This is a family owned business.
Two types of shares. Bearer shares are 5 x Registered shares. Total of ~ 30M bearer and ~ 124M registered shares.
As of 31 December 2014, the Hayek Pool, related parties, institutions and persons control 63 169 930 registered shares and 1650 bearer shares, totalling 40.8% (previous year 40.8%) of the votes.
The company runs on meager debt and the management has a very long term view of the business (83.7% equity ratio in 2014).
The family-ownership allows the company to “suffer in the near term” to build the brand value. Even after significant appreciation of the swiss franc they continue to invest here.

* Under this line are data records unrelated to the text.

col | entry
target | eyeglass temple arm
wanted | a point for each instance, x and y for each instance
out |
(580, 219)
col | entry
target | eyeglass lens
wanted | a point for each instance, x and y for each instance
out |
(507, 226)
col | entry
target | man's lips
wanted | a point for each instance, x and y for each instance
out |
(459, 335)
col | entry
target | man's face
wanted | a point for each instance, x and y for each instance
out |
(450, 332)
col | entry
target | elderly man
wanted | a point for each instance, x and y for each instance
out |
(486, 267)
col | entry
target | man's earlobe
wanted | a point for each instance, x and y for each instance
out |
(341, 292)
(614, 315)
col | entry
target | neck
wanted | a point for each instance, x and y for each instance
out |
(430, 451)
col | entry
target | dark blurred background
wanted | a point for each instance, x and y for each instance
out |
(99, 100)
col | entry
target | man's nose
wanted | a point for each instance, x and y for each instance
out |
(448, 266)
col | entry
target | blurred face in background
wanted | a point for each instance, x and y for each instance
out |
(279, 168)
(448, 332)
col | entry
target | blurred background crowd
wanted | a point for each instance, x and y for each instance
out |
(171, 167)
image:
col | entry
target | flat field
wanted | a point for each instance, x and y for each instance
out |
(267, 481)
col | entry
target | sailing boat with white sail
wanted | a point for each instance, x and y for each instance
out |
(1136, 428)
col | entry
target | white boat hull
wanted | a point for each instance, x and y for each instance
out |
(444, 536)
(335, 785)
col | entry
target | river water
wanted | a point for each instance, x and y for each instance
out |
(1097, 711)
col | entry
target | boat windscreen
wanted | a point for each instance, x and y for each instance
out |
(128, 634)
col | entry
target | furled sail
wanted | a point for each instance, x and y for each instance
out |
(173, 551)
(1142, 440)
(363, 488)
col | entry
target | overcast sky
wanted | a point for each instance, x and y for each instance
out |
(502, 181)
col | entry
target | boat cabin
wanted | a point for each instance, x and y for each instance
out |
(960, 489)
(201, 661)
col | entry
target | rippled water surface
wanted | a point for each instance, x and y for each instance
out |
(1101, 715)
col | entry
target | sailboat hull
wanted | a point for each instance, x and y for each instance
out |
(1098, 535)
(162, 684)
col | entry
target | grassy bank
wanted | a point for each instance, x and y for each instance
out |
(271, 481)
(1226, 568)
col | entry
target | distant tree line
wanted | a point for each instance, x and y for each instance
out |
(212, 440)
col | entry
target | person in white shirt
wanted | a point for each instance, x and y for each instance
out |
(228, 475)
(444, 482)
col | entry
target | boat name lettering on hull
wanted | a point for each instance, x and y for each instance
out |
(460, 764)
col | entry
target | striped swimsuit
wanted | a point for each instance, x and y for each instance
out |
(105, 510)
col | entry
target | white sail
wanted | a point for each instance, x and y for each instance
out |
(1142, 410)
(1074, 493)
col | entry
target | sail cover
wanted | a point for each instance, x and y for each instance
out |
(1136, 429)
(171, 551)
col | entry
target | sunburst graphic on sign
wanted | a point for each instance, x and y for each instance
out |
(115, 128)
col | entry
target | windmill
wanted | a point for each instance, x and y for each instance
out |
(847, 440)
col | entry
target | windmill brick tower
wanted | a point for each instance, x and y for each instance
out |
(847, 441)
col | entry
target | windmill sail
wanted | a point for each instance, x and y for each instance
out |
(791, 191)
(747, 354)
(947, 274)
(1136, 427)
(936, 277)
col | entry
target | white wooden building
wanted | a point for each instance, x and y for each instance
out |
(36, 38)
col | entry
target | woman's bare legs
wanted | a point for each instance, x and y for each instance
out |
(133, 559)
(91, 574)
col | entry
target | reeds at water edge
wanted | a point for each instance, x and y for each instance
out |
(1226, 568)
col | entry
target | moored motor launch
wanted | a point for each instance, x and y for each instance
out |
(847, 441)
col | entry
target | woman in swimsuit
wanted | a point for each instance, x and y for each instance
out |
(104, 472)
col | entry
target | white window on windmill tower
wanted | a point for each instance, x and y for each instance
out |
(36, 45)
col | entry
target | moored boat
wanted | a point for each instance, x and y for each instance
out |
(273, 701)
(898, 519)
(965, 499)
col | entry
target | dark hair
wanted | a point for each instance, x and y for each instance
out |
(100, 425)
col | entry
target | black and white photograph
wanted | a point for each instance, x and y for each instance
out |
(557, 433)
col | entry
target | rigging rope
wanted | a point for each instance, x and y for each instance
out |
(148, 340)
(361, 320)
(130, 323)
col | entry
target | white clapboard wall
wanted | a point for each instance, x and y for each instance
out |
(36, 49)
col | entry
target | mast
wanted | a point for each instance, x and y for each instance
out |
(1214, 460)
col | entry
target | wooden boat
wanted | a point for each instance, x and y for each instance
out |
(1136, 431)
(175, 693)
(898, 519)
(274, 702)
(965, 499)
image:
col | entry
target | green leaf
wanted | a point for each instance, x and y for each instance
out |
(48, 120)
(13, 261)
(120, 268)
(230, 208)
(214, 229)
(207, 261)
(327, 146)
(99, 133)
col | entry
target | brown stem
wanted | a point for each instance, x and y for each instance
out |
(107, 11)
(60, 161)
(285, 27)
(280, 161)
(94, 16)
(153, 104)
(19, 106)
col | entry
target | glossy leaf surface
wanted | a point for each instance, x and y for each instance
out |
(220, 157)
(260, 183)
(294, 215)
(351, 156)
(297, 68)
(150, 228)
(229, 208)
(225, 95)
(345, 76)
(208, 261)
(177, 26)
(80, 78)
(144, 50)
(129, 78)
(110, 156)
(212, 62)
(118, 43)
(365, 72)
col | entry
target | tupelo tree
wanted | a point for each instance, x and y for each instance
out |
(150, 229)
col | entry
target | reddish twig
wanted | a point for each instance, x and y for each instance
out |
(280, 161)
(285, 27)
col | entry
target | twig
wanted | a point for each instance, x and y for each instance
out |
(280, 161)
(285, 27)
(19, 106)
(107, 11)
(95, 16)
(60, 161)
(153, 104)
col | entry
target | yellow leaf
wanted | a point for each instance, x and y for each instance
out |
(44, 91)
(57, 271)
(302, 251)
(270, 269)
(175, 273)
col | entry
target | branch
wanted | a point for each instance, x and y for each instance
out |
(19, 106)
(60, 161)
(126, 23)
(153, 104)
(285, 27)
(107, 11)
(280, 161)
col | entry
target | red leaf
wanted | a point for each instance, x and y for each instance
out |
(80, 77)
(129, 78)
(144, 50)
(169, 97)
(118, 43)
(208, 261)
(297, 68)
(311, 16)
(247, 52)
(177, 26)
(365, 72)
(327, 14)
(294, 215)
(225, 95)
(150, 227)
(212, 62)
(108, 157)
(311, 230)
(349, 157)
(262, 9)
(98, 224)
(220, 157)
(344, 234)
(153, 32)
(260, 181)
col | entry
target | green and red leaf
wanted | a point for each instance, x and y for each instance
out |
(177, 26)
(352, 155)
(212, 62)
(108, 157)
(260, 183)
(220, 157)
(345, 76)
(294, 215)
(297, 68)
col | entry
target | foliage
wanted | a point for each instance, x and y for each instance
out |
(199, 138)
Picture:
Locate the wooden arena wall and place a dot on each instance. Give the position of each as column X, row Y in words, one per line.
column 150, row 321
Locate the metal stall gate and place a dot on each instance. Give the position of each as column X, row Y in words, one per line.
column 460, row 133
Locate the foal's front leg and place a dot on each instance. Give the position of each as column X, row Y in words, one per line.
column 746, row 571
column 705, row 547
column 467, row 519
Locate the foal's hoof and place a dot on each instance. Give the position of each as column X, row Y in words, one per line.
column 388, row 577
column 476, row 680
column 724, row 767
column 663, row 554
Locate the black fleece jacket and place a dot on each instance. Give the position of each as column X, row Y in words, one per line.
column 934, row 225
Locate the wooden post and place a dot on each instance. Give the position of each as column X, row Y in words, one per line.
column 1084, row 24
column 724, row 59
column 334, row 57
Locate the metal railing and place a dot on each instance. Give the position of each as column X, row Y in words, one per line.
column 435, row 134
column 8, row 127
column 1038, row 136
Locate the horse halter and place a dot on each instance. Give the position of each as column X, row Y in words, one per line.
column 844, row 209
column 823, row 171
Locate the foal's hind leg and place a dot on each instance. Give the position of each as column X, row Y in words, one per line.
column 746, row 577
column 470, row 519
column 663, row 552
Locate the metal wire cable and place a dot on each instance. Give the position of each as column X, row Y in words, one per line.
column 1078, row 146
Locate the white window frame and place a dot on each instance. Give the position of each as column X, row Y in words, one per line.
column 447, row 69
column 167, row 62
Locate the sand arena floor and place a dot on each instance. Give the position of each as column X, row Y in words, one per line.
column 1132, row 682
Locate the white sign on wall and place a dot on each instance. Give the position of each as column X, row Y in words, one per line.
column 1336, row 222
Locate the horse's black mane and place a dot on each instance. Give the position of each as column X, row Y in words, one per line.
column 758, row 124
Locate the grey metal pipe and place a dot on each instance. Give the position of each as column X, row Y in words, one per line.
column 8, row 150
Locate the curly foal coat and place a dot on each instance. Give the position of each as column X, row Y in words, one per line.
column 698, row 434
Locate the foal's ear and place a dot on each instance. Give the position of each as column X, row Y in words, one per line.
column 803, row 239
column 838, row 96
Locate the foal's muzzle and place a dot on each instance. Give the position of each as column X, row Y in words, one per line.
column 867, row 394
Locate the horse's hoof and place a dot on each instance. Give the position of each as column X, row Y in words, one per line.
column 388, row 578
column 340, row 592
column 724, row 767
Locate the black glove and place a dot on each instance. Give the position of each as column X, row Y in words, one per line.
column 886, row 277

Because it is also here, in Switzerland, that we want to be established and to manufacture in the future. For you, for us, for industry, for the region and through this, for Switzerland. Because to us, the idea of “outsourcing abroad” is utter nonsense. — Nayla Hayak, Chairwoman, Swatch
What remains is the valuation.
The company is selling for 30xFCF at the moment (morningstar). But, their investments have been quite high and the “normal” value of the FCF is closer to 1B CHF currently. Which puts the multiple at 20 and the growth in FCF for the last decade to be 5% (FCF was 568CHF in 2005). The 20 multiple implies that the discount rate for the DCF calculation is 5%. Assuming these assumptions to be correct, at current prices I am looking at a return of 10% (5% from FCF growth and 5% from the discount rate). This is too high for me. I will probably be more interested around CHF16B i.e., a 20% drop from the current price.